The House Rules Committee is meeting Monday in an effort to push forward a $35 billion “minibus” bill, but Democrats have indicated they will push for a number of amendments to the package. More than 160 amendments have been submitted for H.R. 6147, with a clear focus on the scandal-ridden tenure of Pruitt, who remains the subject of at least a dozen ongoing federal investigations.
Lawmakers want those investigations to remain open. According to Politico, the amendments to the minibus bill up for consideration include a measure ensuring that the EPA inspector general’s office (OIG) will continue scrutinizing Pruitt’s tenure as EPA head.
The EPA OIG has previously expressed that a lack of funding is preventing the watchdog from investigating Pruitt’s scandals. An amendment proposed by Rep. Don Beyer (D-VA) and Rep. Earl Blumenauer (D-OR) would reduce the Department of Interior’s Office of the Secretary by $1 million and increase the EPA OIG budget by the same amount.
Democrats have also indicated they will try to force a vote on an amendment pushing for all new EPA rules initiated by Pruitt to go unfunded until the investigations conclude.
The EPA OIG has said it will continue its open investigations, but it is unclear whether that office will also scrutinize newer revelations that emerged closer to Pruitt’s resignation.
That’s far from all that Democrats want in light of Pruitt’s exodus.
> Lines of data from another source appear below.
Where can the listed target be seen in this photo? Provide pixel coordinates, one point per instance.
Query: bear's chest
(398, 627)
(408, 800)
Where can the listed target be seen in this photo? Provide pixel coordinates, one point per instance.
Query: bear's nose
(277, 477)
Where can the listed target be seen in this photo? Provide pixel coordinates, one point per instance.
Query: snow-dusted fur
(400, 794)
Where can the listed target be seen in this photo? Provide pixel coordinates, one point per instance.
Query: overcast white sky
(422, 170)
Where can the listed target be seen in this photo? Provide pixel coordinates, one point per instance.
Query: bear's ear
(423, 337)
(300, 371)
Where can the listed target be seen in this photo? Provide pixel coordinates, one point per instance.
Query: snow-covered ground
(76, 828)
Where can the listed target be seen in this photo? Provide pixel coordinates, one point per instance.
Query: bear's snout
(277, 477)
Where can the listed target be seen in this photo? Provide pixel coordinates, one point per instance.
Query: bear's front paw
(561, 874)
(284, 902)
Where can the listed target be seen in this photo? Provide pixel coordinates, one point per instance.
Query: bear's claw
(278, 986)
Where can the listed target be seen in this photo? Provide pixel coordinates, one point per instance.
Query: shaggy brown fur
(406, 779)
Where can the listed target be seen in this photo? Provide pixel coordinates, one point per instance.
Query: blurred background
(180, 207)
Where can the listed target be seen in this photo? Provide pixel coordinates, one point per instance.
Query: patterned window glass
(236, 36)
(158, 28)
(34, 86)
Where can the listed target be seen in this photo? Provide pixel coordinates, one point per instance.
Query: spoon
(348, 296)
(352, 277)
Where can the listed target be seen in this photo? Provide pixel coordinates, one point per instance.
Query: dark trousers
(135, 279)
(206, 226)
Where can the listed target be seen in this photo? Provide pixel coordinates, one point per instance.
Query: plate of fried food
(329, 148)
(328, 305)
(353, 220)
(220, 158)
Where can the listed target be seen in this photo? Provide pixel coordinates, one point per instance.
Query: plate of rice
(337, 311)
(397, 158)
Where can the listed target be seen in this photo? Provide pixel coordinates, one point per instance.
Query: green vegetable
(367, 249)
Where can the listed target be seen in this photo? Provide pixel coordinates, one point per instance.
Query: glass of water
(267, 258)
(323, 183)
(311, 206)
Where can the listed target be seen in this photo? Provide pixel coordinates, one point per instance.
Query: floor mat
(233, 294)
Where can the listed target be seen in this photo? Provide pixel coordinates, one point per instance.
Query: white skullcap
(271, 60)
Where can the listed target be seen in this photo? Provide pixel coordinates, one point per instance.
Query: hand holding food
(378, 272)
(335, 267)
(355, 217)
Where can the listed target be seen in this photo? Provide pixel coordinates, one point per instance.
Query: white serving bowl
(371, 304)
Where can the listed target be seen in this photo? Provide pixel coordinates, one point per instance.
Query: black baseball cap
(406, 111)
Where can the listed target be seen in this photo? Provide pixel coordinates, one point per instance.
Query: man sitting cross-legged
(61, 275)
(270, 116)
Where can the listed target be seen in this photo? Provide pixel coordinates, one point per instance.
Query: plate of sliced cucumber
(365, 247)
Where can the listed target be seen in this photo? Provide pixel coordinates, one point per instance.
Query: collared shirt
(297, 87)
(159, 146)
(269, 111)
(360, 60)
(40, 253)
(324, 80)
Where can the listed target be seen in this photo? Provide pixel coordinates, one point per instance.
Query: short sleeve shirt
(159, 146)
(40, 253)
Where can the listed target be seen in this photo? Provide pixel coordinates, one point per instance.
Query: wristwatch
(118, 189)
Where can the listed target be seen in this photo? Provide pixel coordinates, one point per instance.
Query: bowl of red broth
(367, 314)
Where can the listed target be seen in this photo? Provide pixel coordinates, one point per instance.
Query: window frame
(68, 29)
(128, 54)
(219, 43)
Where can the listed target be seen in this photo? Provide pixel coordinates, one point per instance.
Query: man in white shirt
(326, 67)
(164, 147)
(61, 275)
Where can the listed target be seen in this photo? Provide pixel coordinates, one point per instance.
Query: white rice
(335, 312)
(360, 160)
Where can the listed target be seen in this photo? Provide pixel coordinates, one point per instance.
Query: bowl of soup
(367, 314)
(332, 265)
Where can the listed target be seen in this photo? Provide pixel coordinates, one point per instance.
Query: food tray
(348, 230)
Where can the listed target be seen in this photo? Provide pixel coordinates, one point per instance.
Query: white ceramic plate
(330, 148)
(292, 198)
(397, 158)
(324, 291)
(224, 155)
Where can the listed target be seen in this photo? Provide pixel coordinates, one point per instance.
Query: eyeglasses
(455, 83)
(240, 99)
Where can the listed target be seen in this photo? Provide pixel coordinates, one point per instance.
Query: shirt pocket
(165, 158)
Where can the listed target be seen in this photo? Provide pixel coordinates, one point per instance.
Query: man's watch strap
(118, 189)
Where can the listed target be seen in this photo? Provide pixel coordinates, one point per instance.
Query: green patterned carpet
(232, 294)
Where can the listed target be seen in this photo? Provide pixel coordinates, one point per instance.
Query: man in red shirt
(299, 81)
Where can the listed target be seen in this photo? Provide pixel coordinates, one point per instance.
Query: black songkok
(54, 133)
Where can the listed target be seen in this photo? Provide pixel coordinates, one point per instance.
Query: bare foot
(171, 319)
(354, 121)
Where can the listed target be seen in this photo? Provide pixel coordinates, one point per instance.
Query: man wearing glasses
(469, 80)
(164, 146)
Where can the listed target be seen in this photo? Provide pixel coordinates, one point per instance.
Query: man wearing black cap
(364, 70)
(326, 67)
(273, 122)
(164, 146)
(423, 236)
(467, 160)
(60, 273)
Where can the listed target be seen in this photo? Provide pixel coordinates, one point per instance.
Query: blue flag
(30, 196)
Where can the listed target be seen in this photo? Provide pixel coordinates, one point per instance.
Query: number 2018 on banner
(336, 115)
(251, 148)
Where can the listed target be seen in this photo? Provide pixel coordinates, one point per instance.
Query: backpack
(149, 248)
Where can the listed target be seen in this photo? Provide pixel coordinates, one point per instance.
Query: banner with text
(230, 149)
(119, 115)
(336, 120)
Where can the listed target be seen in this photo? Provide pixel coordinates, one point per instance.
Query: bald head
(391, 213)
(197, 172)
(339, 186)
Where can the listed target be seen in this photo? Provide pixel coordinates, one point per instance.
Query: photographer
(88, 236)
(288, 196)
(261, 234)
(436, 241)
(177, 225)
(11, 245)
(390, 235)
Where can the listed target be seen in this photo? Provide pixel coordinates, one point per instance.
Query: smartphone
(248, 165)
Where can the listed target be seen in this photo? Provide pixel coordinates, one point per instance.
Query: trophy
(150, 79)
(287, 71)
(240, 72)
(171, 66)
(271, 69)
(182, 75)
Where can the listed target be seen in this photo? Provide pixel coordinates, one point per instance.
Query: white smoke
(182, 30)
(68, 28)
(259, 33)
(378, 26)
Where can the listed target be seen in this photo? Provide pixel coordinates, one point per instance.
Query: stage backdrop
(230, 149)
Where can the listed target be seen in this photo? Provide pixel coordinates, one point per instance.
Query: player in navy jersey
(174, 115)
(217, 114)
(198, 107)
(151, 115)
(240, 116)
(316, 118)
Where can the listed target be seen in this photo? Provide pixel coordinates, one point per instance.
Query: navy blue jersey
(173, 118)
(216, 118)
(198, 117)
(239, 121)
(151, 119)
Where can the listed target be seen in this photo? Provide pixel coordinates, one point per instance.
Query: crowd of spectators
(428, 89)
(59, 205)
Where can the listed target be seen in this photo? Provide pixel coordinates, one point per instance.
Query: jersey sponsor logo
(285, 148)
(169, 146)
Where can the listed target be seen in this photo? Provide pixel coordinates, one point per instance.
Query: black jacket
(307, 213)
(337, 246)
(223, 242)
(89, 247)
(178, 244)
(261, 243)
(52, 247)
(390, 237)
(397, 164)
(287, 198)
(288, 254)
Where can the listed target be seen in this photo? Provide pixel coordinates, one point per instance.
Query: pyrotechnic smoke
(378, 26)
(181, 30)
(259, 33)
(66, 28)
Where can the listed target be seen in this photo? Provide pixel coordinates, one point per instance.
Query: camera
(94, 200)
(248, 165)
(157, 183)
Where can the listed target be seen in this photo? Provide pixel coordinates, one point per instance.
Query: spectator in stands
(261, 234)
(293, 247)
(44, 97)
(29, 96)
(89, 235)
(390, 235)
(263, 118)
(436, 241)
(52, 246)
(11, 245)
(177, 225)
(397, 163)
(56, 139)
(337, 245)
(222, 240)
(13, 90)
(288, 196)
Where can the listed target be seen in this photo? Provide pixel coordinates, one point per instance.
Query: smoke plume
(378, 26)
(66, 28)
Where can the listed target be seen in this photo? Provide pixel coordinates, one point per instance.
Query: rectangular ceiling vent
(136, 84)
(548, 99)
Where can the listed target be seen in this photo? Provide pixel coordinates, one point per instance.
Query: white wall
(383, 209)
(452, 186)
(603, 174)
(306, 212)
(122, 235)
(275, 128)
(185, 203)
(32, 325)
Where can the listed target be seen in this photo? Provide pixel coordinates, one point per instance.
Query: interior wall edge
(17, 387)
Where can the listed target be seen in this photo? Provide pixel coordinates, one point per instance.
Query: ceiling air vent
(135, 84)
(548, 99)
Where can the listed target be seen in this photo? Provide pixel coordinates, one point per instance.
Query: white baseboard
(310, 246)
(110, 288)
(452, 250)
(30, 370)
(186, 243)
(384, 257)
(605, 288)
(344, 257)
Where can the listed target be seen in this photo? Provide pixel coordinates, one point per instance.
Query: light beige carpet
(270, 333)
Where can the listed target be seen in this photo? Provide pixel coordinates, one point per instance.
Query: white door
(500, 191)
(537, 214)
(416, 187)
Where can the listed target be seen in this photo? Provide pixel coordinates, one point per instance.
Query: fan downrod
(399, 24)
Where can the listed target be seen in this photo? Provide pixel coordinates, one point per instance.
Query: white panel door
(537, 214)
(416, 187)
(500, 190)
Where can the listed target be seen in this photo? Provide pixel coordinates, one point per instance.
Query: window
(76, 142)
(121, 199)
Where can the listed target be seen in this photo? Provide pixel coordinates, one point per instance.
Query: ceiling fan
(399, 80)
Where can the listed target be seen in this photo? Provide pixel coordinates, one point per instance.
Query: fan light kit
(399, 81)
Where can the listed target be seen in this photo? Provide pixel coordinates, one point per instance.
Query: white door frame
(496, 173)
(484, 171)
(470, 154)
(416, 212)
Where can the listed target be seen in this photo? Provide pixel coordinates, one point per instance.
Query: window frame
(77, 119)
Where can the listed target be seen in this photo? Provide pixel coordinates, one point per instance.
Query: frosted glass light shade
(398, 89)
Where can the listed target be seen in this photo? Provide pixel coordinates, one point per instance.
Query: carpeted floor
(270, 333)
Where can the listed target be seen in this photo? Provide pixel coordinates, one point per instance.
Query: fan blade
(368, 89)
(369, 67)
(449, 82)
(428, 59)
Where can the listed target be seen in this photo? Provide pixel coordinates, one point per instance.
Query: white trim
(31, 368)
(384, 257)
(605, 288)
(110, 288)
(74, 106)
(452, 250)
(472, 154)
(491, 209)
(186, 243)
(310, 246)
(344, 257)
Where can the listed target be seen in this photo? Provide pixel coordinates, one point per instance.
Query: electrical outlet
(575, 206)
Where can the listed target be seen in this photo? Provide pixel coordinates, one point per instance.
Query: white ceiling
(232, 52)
The former Oklahoma attorney general came under fire as EPA head for extravagant spending on business and first class travel, in addition to ramped-up security measures and dubious purchases ranging from a $43,000 sound proof phone both installed in his office to an order for a dozen fountain pens from a local Washington, D.C. store priced at $130 each.
One of the minibus amendments would see top-tier EPA travel watched closely — it would require the agency to publicly disclose all funds related to such instances within a 10 day period.
An arguably more blatant amendment would bar any public funds from being used to install a private phone booth in the office of Interior Secretary Ryan Zinke, along the lines of Pruitt’s infamous office addition. Another very specific proposal would prevent the purchase of fountain pens costing more than $50.
Pruitt’s spending habits were hardly the only source of controversy throughout his EPA tenure. In line with the priorities laid out by President Trump, Pruitt oversaw a dramatic rollback of Obama-era initiatives and regulations, a process that has sparked several minibus amendments, including a proposal striking the repeal of the Clean Water Act.
Another source of particular controversy has been a so-called “secret science” effort long-touted by Rep. Lamar Smith (R-TX). The lawmaker has called for restricting the EPA’s ability to use scientific evidence gained from private data — such as personal health data — something scientists and experts say would greatly hinder their work.
But Pruitt endorsed such efforts, despite criticism from his own staff, and unveiled a “transparency” rule in April limiting the science used in crafting agency regulations to only that which has all its underlying data publicly available. An amendment directly countering this effort has been proposed by Rep. Paul Tonko (D-NY). His amendment would restrict the EPA from using its funding to adopt such a rule.
Other amendments proposed include an effort to limit the reorganization of the Interior Department. Democrats have called for an investigation into whether the agency’s mass-reassignment of employees violated anti-discrimination laws.
Off-shore drilling is also included among the minibus amendment proposals, with a number of bipartisan amendments working to limit or block such activities along the nation’s coasts. Energy exploration in the Arctic National Wildlife Refuge (ANWR) is under fire as well, with Democrats seeking to deny any such spending for drilling in the protected area. The Trump administration has pushed to open the area up for drilling.
Republican lawmakers have also submitted an amendment that would stop the Bureau of Land Management (BLM) from implementing a methane venting rule which seeks to reduce emissions. The Obama-era policy has been unpopular with fossil fuel companies.
Traditionally, only a small number of amendments ever actually receive floor votes. Republican leadership remains averse to Democratic demands, making it unclear how many of the proposed amendments taking aim at Pruitt’s legacy will make it into the final spending bill.